So far I've tried to disable it by downloading and executing calicoctl seperately, but the connection to the cluster can't be established:
user#user:~/Desktop/calicoctl$ ./calicoctl config set nodeToNodeMesh off
Error executing command: client: etcd cluster is unavailable or misconfigured; error #0: dial tcp 127.0.0.1:2379: getsockopt: connection refused
I'm not sure if it's because it tries to dial the loopback ip adress instead of 192.168.240.14 or something else. And I also don't know if this can actually fix the issue during the installation.
I'm not very experienced with this and am thankful for any help!
EDIT:
I ran the installation with ICP 2.1.0.1 again and had the same error, but with 10 retries instead and received following error message:
TASK [network : Enabling calico] ***********************************************
changed: [localhost]
TASK [network : Waiting for configuring calico service] ************************
ok: [localhost -> 192.168.240.14] => (item=192.168.240.14)

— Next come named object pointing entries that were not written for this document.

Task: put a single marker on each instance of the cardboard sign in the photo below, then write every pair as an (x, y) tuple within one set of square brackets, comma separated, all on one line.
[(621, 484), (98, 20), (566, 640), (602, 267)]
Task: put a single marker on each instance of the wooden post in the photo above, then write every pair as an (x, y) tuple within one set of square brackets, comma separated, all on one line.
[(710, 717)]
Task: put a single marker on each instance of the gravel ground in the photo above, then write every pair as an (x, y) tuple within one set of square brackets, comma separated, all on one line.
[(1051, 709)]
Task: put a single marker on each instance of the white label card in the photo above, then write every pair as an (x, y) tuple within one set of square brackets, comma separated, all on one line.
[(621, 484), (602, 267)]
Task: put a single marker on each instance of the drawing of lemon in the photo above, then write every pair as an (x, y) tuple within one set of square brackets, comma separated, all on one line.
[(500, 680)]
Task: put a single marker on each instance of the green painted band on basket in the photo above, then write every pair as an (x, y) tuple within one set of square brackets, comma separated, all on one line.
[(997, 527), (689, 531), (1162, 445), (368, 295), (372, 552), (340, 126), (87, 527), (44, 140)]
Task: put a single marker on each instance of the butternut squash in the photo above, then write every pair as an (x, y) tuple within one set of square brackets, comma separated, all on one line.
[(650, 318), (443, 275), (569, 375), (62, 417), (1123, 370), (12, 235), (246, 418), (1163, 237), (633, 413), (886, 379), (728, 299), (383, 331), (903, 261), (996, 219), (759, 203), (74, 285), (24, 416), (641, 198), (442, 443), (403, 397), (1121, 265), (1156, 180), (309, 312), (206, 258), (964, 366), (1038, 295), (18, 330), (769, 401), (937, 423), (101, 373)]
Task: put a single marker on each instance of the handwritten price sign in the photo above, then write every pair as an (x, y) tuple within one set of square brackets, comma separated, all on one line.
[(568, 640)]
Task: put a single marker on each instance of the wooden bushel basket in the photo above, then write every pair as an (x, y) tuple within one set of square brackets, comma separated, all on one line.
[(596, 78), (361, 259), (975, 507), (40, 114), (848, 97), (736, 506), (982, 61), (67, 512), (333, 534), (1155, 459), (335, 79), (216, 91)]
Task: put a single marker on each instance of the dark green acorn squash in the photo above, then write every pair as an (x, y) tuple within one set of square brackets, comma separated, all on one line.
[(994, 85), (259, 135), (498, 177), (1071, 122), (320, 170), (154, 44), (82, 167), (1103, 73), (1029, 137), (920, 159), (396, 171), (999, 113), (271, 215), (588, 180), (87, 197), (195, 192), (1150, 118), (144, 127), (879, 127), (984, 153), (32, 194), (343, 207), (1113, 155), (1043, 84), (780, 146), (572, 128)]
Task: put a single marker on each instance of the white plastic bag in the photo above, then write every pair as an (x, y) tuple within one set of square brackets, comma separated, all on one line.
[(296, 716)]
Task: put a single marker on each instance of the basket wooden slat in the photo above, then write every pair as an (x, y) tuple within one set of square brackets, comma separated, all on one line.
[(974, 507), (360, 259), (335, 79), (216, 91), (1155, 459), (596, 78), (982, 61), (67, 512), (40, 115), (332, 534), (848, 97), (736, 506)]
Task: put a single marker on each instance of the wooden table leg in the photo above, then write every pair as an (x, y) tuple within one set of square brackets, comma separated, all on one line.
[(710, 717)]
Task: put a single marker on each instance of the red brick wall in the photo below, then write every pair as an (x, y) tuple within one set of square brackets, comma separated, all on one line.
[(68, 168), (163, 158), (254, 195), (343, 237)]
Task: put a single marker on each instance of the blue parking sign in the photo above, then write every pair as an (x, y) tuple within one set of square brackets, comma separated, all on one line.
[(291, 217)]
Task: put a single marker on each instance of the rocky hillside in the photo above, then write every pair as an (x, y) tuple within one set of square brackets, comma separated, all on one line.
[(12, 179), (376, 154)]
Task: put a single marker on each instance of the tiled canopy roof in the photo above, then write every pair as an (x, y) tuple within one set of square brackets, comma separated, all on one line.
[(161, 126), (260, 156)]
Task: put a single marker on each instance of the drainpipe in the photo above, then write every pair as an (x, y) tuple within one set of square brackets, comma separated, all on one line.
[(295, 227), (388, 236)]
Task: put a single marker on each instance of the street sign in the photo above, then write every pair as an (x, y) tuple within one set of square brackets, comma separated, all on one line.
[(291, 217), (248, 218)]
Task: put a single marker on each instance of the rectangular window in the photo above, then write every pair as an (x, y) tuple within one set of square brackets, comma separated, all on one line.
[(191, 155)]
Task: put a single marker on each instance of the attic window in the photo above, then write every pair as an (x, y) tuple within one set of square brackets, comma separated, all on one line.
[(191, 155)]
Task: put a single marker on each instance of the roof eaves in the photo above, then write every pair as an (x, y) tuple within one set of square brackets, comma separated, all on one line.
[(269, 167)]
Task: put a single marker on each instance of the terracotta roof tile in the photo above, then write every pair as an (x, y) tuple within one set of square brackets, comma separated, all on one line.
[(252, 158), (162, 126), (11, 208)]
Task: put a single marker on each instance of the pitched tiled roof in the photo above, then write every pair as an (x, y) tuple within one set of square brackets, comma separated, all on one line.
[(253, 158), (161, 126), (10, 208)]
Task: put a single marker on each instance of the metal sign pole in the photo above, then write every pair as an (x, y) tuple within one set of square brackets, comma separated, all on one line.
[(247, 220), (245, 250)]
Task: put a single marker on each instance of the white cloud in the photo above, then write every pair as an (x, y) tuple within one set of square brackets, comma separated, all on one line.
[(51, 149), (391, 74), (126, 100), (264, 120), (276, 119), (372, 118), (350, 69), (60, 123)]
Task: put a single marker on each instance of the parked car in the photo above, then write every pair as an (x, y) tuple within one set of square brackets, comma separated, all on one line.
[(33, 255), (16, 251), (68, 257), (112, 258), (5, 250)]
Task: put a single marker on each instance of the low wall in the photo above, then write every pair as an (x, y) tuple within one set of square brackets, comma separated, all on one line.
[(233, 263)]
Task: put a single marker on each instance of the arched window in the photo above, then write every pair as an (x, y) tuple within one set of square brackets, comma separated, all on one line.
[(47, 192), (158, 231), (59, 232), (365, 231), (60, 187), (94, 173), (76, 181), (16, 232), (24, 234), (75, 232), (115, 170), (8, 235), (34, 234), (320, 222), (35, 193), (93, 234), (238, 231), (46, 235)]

FAILED - RETRYING: Waiting for configuring calico node to node mesh (10 retries left).
FAILED - RETRYING: Waiting for configuring calico node to node mesh (9 retries left).
FAILED - RETRYING: Waiting for configuring calico node to node mesh (8 retries left).
FAILED - RETRYING: Waiting for configuring calico node to node mesh (7 retries left).
FAILED - RETRYING: Waiting for configuring calico node to node mesh (6 retries left).
FAILED - RETRYING: Waiting for configuring calico node to node mesh (5 retries left).
FAILED - RETRYING: Waiting for configuring calico node to node mesh (4 retries left).
FAILED - RETRYING: Waiting for configuring calico node to node mesh (3 retries left).
FAILED - RETRYING: Waiting for configuring calico node to node mesh (2 retries left).
FAILED - RETRYING: Waiting for configuring calico node to node mesh (1 retries left).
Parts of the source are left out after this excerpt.